Published Online:https://doi.org/10.1176/appi.pn.2019.9b6

Abstract

The core feature of the suicide crisis syndrome is a feeling of “frantic hopelessness” or entrapment, an urgency to escape or avoid an unbearable life situation when escape is perceived as impossible.

A middle-aged woman, the sole provider for her daughter, is in the middle of divorce proceedings. Meanwhile, she is being hounded at work by a supervisor who has threatened to fire her. Embarrassed by her situation, she falls out of touch with friends. Worried that losing her job would mean losing custody of her child, she rarely sleeps. She ruminates uncontrollably about her predicament and feels cornered.

One afternoon she leaves work early to pick up her daughter from school. Rushing back to work, she crosses a busy street and sees a van approaching; rather than hurry out of the way, she freezes. The van brakes but strikes the woman.
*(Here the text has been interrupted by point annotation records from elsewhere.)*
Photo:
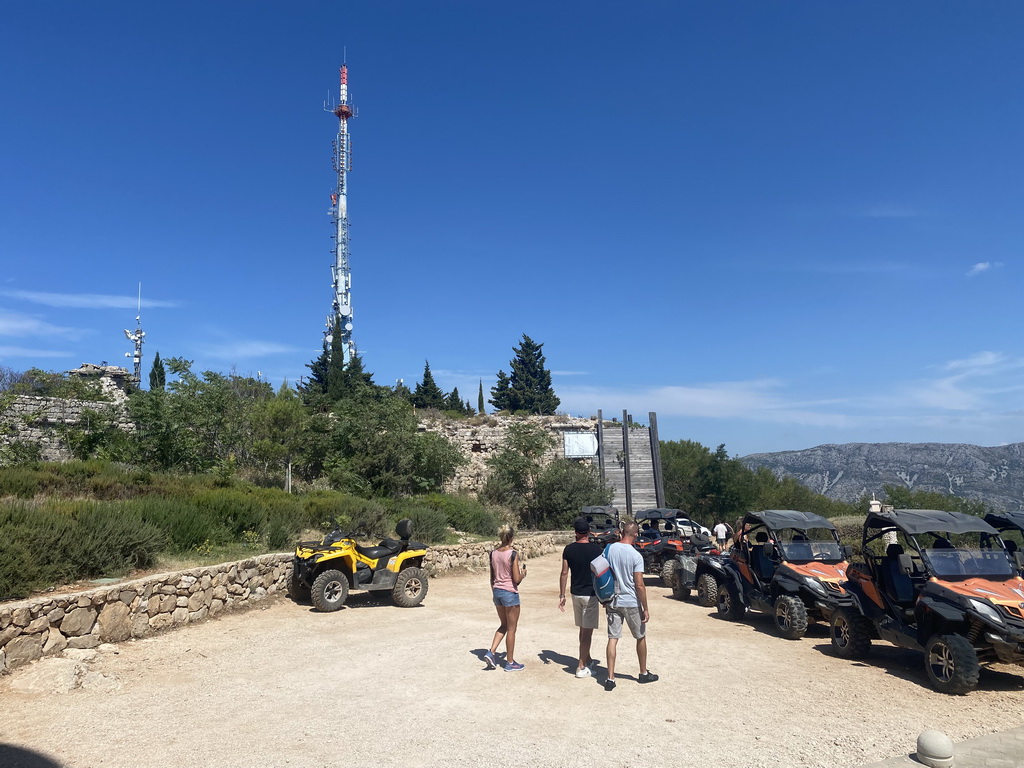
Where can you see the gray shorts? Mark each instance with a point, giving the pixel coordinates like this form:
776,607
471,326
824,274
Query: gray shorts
630,614
585,611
Later, she tells her physician: I wanted to commit suicide; otherwise, I would have moved out of the way.

The vignette captures an essential feature of many suicides: the precipitous nature of a decision to die—a decision that may be made only in the minutes or hours before an attempt—and the almost complete lack of “suicidal ideation” until a crisis reaches its most acute phase.

Photo: Igor Galynker, M.D., Ph.D.

“The suicide crisis syndrome diagnosis empowers clinical judgment and frees clinicians from reliance on patient self-report.” —Igor Galynker, M.D., Ph.D.

Igor Galynker, M.D., Ph.D., said the woman in the vignette had all the symptoms of suicide crisis syndrome, a diagnosis he has proposed for inclusion in DSM to capture the acute state of mind in the period preceding a suicide attempt.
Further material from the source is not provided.